BUILDING LOGIC TO PULL WORDS FROM RAM AND EMIT BITS TO THE DRIVE
As the rotational model reaches the time when each word of the 321 words in a sector is complete, it bumps the word counter and that serves as my signal to fetch the next word from RAM so that it can be fed bit by bit to the drive circuits that process the read head signals.
From the time I see the bump occur to the next word, I emit the 16 bits of the data word, with the low order bit output first and moving sequentially up to the high order bit 0. Each bit of the data word is sent with a 1 pulse during the first 700ns and then the value of the bit as a pulse in the second 700ns interval. Together the 1.4us represents one bit cell on disk as either a pair of bits or a bit plus an absence of a bit.
In addition to the 16 bits of data I am writing in the 16 bit cells, there are four check bits sent at the end of each word. The error checking scheme is to have the number of 1 bits be evenly divisible by four. Thus, depending on the count of 1 bits in the word itself, we write 0000, 1000, 1100 or 1110 as the last four bit cells.
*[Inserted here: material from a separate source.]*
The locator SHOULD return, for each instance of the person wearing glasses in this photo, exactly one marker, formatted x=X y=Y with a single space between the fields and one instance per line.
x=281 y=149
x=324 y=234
SKETCHING OUT CAPTURE OF WRITTEN DATA
Capturing the data involves detecting when the CPU believes it is emitting a clock bit and when it is sending a data bit, so that I can assemble these into a word then push it into RAM. To do this, I realized I may need both clock signals the drive is generating for writing - phase A for the clock bit and phase B for the data bit. I added the phase A which was not in my original plans. When WriteGate is activated, the drive begins to emit the clock signals and writes the clock pulse and the data 1 bits to the surface immediately. The scheme for encoding bit cells is to have the two phases, A and B. A flip of the magnetic field is always written during the A phase, but a flip is only done in the B phase if the data value is a 1. If the data value is 0, nothing happens on the disk surface.
This makes it impossible to recognize when zero bits are being written other than to see the clock bits (A phase) and note the absence of a pulse for data. Having the two clock phases in my circuit ensures I will know for certain what pattern of bits is being written onto the disk surface.
Since, however, the heads are not loaded on the disk surface, we have to capture the bits and update RAM to keep our virtual cartridge reflecting what input-output has taken place. Writing the word to RAM will take place after the 20 bits have been captured coming from the CPU, whereas my reading logic reads the word from RAM before it begins streaming the 20 bits to the CPU.
This implies that my state machines must issue RAM access requests at different times for read versus write. There is a similar duality with the SPI link between this FPGA and the Arduino - data downloaded from the SD card file to the RAM is captured at the end of a word transaction on SPI, while uploading changed content from the RAM back to the Arduino has to set up the word before the word transaction begins.